Sylvan Cement
Sylvan Cement (#93867F) is a true orange with a warm character. It leans warm, pulling light toward red, orange, and yellow. Naturally inviting, it suits editorial and hospitality contexts. Its HSL profile (21°, 8%, 54%) places it in the muted band at a mid lightness. It works across type, buttons, and borders, saturated enough to feel deliberate but balanced enough to not fight the rest of the palette. For a confident two-color system, pair it with its complementary azure. For something softer, pull in its analogous neighbors on either side of the wheel.
Etymology
Latin silvānus, of-the-woods — adjectival suffix -an, derived from silva (forest). As a color modifier, sylvan implies a neutral-and-forest-and-woodland quality, the neutral color of English-and-Welsh deciduous-and-mixed-forest woodland-walking-and-ramble pastoral-and-natural color tone. Sits at the neutral-and-traditional end of the grid, parallel to bucolic and pastoral in usage.

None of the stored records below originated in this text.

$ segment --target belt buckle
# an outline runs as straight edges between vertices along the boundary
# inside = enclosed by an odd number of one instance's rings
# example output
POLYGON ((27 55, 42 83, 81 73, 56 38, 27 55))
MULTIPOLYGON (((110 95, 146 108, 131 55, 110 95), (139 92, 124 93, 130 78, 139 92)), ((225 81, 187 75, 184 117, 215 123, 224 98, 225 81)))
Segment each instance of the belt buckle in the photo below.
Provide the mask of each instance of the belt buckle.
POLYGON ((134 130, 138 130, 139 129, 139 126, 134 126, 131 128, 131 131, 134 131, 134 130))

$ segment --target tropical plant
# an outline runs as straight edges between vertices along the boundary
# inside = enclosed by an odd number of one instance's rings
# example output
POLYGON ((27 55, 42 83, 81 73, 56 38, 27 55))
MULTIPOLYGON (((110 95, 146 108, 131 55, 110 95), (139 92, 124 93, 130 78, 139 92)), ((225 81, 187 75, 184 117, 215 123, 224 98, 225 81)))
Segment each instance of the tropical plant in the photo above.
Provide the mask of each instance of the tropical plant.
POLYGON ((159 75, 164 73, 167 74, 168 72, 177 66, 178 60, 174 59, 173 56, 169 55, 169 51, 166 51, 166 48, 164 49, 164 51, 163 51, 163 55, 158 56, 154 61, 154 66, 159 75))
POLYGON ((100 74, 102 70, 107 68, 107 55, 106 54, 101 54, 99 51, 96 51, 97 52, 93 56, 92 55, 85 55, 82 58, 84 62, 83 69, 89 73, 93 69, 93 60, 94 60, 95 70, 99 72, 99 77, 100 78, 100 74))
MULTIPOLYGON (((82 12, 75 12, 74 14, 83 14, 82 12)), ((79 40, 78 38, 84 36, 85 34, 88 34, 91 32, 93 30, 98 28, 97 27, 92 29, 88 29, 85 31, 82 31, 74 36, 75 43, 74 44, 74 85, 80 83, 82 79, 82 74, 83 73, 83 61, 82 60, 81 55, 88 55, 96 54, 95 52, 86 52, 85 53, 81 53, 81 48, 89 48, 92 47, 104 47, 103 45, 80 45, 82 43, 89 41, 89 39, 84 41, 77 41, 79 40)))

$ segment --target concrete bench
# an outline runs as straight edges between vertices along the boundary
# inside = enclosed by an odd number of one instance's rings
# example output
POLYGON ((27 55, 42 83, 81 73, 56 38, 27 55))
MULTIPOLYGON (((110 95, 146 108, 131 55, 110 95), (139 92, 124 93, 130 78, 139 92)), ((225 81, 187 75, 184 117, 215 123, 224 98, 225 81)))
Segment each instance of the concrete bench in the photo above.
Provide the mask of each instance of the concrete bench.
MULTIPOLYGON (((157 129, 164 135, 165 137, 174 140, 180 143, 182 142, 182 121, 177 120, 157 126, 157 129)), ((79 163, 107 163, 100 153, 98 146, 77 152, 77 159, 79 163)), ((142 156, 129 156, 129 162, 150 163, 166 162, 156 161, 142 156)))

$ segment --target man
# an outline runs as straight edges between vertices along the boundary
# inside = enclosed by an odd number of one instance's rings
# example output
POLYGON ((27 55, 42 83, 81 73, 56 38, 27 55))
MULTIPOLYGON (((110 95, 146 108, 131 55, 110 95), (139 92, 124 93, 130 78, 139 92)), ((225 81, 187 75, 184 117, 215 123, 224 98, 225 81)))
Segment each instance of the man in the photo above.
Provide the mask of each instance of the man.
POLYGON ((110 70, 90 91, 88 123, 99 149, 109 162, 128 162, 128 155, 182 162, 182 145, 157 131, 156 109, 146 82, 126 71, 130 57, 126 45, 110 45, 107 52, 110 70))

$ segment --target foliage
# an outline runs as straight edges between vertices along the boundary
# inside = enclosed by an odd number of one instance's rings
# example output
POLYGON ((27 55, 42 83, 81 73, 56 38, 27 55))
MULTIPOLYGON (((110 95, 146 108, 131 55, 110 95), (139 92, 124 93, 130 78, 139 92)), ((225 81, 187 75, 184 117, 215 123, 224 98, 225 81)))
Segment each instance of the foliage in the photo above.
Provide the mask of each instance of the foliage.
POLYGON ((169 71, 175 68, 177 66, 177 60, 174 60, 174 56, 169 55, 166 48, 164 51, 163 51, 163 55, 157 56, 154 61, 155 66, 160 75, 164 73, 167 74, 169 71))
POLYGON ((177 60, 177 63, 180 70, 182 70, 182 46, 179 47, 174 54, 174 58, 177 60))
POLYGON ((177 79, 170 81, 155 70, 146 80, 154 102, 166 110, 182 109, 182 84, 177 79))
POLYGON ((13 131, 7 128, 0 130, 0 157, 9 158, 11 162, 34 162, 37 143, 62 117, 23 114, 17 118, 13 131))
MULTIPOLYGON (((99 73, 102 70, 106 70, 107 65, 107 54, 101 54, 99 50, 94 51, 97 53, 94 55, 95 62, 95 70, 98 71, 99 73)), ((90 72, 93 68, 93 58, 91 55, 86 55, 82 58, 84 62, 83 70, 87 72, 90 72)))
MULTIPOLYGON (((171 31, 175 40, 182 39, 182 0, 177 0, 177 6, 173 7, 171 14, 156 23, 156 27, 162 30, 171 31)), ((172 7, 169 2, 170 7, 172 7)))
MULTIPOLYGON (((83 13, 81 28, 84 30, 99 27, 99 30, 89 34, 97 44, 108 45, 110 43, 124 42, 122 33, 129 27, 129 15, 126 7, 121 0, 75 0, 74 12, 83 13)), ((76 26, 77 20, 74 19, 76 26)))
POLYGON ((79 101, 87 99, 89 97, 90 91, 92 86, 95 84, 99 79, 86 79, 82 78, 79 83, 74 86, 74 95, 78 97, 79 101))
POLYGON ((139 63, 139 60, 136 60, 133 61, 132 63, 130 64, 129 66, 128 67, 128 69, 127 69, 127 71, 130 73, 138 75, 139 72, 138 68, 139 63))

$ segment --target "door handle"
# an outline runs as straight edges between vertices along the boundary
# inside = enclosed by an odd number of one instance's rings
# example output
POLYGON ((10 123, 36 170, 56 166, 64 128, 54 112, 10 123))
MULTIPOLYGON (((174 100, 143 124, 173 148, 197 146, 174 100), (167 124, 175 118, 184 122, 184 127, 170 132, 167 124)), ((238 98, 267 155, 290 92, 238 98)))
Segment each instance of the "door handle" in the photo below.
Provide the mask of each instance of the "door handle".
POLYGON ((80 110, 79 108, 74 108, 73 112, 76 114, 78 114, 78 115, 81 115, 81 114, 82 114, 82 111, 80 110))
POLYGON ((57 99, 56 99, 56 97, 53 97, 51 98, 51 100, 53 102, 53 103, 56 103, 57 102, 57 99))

Portland cement — a powdered binder of calcium silicate, alumina, and iron, mixed with water and aggregate to make concrete. Patented by Joseph Aspdin of Leeds in 1824 and named for its resemblance to Isle of Portland limestone. The color refers to dry Portland cement powder: a soft, slightly muted pale gray with the powdery finish of micron-ground mineral. Cooler than stone, warmer than dust.
Closest matches
The nearest named color in three reference sources, ranked by perceptual distance (ΔE76 in CIELAB). ΔE < 1 is imperceptible to most viewers; ΔE > 10 is clearly different. When two sources point to the same hex they’re merged into one tile; click any to open that color’s page.
Variations
Click any swatch to exploreHarmonies
Accessibility
How this color appears to viewers with the four major color-vision-deficiency types. Computed via the Machado (2009) physiologically-based model. If a tile matches the original, the color reads the same to that viewer.
The color used as foreground text against pure white and pure black, with the contrast ratio and WCAG 2.1 grade. Aim for AA (4.5:1) for body text and AA Large (3:1) for 18 pt+ headlines; AAA (7:1) is the gold standard for long-form reading surfaces.
Wide gamut
The CSS Color 4 wide-gamut form of this color. Both swatches render the same color on every display — the P3 form only diverges from sRGB when a designer pushes channels outside sRGB's reach.
This color sits well within the sRGB cube. P3 and sRGB share the gray axis and most desaturated tones, so a P3 display renders this identically to an sRGB display.